To be able to solve general fixed point systems means to take the

Kleene algebra in question K, and extend it so that it includes all

the first point solutions of all its systems.

This can be done for Kleene algberas with *-continuity. It's an open

issue whether a fixed-point extension exists for Kleene Algebras where

the * operator is defined abstractly -- because the axioms aren't

strong enough.

The result, for instance, of extending the regular expression algebra

R(X*) will then be C(X*) the algebra of context-free languages over

alphabet X.

Extending R(M) will yield C(M), the algebra of context-free subsets of

the monoid M.

In the special case, M = X* x Y*, you get the algebra C(X* x Y*),

which is the algebra of push-down transductions. THIS PROVIDES A

BASIS FOR A PURELY ALGEBRAIC THEORY OF/CALCULUS & NOTATION FOR PARSING

THEORY completely on par with and analogous to the theory of regular

expressions.

This extension is described as follows.

Take K, formally add in a set of operators

<0|, <1|, <2|, ..., <n-1|

|0>, |1>, |2>, ..., |n-1>

This is the same Bra-Ket notation used in Quantum Theory. They are subject

to the same identities:

<i| |j> = 1 if i = j; 0 otherwise

|0><0| + |1><1| + ... + |n-1><n-1| = 1

Subject these to the relations

<i| k = k <i|; |i> k = k |i>

and impose the axioms for a Quantale. The resulting structure gives you

the algebra and notation for context-free sets.

Call the resulting algebra Cn(K), if the original algebra is K. It's

enough to just work with n = 2. Then:

FUNDAMENTAL THEOREM OF CONTEXT FREE EXPRESSIONS:

* The set of all expressions e in C2(K) which commute with all

the bra-ket symbols comprises the closure of the algebra K.

* Every context-free subset of K has a least upper bound in C2(K)

representable in this way.

This is actually directly provable for the special case K = R(X*) or

K = R(X* x Y*), using a (infinite-dimensional) MATRIX REPRESENTATION for the

notation. The general proof for general (*-continuous) Kleene algebras K is

more complex; since it involves extending K to a Quantale. In one of my

writeups I show how this can be done; but have not yet integrated the

construction into a complete proof of the results above.

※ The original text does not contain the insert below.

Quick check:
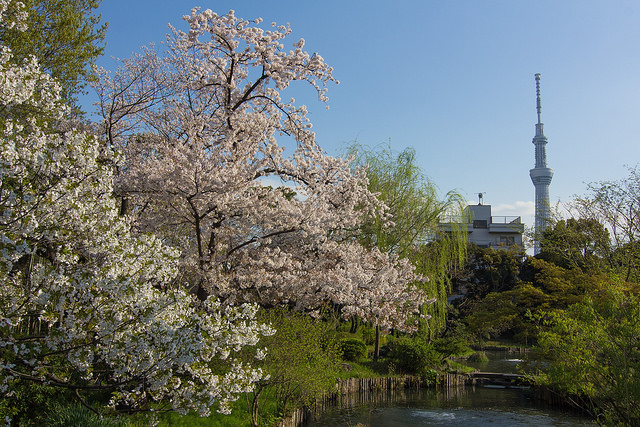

Examples of grammars and their solutions are listed below:

EXAMPLE 1:

S -> aSb | SS | x

S = <0| (a<1| + x + |1>b)* |0>

EXAMPLE 2:

S -> aSb | 1

S = <0| (a<1|)* (|1>b)* |0>

EXAMPLE 3:

S -> SSa | xb | c

S = <0| (xb+c) ((xb+c)<1| + |1>a)* |0>

This is over the word algebra X* x Y*, where X = {x}, Y = {a,b,c}.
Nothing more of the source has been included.